Uma curva descendente de desmatamento é condição para que os americanos comecem a considerar o envio de ajuda internacional para o Brasil, como Salles e Bolsonaro têm cobrado. O ministro, por exemplo, tem afirmado que o país precisa de US$ 1 bilhão para diminuir o desmatamento no curto prazo.

Ao menos até agora, o pleito encontra ceticismo em Washington --que prega comprometimento de recursos apenas após a entrega de resultados. O histórico de Salles não ajuda a sensibilizar os estrangeiros. Eles lembram que o Fundo Amazônia detém em caixa recursos bilionários, doados por Noruega e Alemanha, mas que, ainda assim, o mecanismo encontra-se travado após mudanças feitas em seu comitê gestor pelo atual titular do Meio Ambiente.

O preço de um desempenho pouco convincente na cúpula pode ser alto para o Brasil, alertam interlocutores nos dois governos.
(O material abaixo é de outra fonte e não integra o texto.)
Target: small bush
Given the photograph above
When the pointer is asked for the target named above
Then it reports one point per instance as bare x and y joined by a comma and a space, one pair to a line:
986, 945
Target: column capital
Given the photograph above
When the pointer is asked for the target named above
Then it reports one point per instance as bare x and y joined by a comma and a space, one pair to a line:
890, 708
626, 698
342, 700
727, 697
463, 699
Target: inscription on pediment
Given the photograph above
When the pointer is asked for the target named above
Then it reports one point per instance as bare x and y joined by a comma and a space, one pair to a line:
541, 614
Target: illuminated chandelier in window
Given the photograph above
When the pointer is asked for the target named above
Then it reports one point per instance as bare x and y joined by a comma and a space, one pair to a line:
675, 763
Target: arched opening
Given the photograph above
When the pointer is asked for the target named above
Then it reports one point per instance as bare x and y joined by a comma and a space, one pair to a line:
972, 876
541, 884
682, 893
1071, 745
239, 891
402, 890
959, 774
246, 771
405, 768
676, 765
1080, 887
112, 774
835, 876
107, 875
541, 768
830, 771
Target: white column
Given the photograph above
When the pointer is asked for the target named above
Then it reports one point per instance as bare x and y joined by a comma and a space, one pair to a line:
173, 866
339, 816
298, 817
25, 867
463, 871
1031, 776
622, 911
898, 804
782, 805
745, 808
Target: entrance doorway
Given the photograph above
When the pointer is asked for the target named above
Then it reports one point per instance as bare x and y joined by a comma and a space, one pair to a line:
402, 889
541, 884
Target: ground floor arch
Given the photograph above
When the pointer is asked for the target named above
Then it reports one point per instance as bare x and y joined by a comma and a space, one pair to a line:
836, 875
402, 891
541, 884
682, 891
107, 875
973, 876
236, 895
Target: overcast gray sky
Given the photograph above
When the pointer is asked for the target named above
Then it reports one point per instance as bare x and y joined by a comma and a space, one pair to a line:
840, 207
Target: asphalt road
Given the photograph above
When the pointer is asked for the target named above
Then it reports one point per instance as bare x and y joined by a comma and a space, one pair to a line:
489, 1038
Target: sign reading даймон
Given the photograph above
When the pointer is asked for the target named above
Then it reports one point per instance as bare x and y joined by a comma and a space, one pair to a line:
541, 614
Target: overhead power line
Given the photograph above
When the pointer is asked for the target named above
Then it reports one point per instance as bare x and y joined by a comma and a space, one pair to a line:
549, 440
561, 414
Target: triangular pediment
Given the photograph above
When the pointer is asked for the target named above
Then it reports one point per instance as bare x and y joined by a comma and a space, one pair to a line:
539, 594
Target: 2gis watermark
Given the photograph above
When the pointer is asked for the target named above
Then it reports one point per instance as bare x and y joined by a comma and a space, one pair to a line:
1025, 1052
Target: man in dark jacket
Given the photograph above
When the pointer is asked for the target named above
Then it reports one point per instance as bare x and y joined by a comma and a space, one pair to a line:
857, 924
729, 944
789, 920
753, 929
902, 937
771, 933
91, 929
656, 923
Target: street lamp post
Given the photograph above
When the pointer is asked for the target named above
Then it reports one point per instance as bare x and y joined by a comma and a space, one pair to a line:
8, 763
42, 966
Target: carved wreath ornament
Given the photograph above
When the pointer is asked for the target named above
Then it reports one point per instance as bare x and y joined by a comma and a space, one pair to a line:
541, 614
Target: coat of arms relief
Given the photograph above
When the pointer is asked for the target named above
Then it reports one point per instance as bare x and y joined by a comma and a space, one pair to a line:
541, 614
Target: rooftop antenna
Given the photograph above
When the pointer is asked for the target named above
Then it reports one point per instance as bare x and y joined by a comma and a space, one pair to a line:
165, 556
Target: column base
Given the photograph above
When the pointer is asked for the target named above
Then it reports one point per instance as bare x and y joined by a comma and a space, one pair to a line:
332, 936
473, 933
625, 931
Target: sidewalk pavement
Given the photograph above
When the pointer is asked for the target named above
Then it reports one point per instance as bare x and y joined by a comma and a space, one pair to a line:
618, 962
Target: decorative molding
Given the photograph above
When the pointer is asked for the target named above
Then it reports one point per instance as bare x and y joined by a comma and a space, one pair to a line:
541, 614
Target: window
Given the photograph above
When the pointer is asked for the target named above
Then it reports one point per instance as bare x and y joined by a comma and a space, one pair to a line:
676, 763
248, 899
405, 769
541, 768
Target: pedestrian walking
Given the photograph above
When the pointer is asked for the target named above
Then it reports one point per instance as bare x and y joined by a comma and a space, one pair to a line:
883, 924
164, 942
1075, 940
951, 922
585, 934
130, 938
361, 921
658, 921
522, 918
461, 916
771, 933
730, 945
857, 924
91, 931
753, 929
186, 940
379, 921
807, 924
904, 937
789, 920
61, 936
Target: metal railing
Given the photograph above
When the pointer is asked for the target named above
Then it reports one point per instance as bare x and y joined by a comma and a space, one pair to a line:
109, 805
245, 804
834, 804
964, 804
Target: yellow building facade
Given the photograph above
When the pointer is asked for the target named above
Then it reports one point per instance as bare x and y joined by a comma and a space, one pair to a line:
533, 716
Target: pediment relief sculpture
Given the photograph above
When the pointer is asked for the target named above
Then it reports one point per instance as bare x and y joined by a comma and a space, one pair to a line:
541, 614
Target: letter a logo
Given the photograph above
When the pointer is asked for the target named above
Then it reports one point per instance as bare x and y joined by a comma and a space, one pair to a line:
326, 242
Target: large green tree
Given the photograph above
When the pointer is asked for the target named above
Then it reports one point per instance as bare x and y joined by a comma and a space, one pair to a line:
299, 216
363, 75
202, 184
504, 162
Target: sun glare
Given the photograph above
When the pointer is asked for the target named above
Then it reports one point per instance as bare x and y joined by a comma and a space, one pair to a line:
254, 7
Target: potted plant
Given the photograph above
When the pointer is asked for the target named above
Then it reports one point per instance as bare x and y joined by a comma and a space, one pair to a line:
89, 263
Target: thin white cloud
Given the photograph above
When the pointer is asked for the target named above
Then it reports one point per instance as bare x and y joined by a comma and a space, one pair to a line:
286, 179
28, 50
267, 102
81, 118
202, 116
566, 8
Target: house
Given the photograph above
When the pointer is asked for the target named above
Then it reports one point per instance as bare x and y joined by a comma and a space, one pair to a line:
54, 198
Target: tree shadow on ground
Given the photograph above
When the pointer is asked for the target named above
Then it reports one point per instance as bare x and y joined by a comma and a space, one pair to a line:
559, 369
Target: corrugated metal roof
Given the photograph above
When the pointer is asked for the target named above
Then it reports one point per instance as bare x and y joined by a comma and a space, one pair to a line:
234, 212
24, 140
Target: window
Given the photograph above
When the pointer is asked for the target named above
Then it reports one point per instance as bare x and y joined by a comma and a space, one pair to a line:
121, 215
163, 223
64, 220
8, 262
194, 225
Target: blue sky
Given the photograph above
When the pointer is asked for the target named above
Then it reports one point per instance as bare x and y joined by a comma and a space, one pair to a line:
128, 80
Um Bolsonaro que continue a ser retratado como vilão global do meio ambiente não só tende a perder apoio dos americanos em temas-chave -como para o desejado ingresso na OCDE, o clube dos países ricos- como corre o risco de, no futuro, assistir a EUA e Europa discutirem a crise ambiental na Amazônia em fóruns onde o Brasil não tem assento, como o G7.

Biden também trabalha para que investimentos americanos tanto do setor público como do privado sejam alocados levando em conta compromissos ambientais. Assim, está claro para conselheiros de Bolsonaro que o tema vai além das relações entre Brasil e Estados Unidos.

O diagnóstico ficou evidente nas conversas preparatórias para a cúpula. Os embaixadores em Brasília de EUA, Reino Unido, Noruega, Alemanha e União Europeia realizaram recentemente uma série de conversas com autoridades brasileiras. A ação conjunta foi pensada para transmitir o recado de que os EUA de Biden e a Europa estão na mesma página quando o tema é ação contra o aquecimento global.

A cúpula foi arquitetada para ser o marco do retorno dos EUA ao combate ao aquecimento global, agenda abandonada pelo ex-presidente Donald Trump. Quarenta chefes de Estado foram convidados para dois dias de debates virtuais, dos quais também participarão líderes empresariais e da sociedade civil.

Biden quer usar o encontro para mostrar que a meta de limitar o aquecimento global a 1,5 ºC é um dos pilares da atuação de sua administração em política externa. Também funcionará como uma prévia da COP26, reunião global sobre o clima que acontece em Glasgow, na Escócia, em novembro.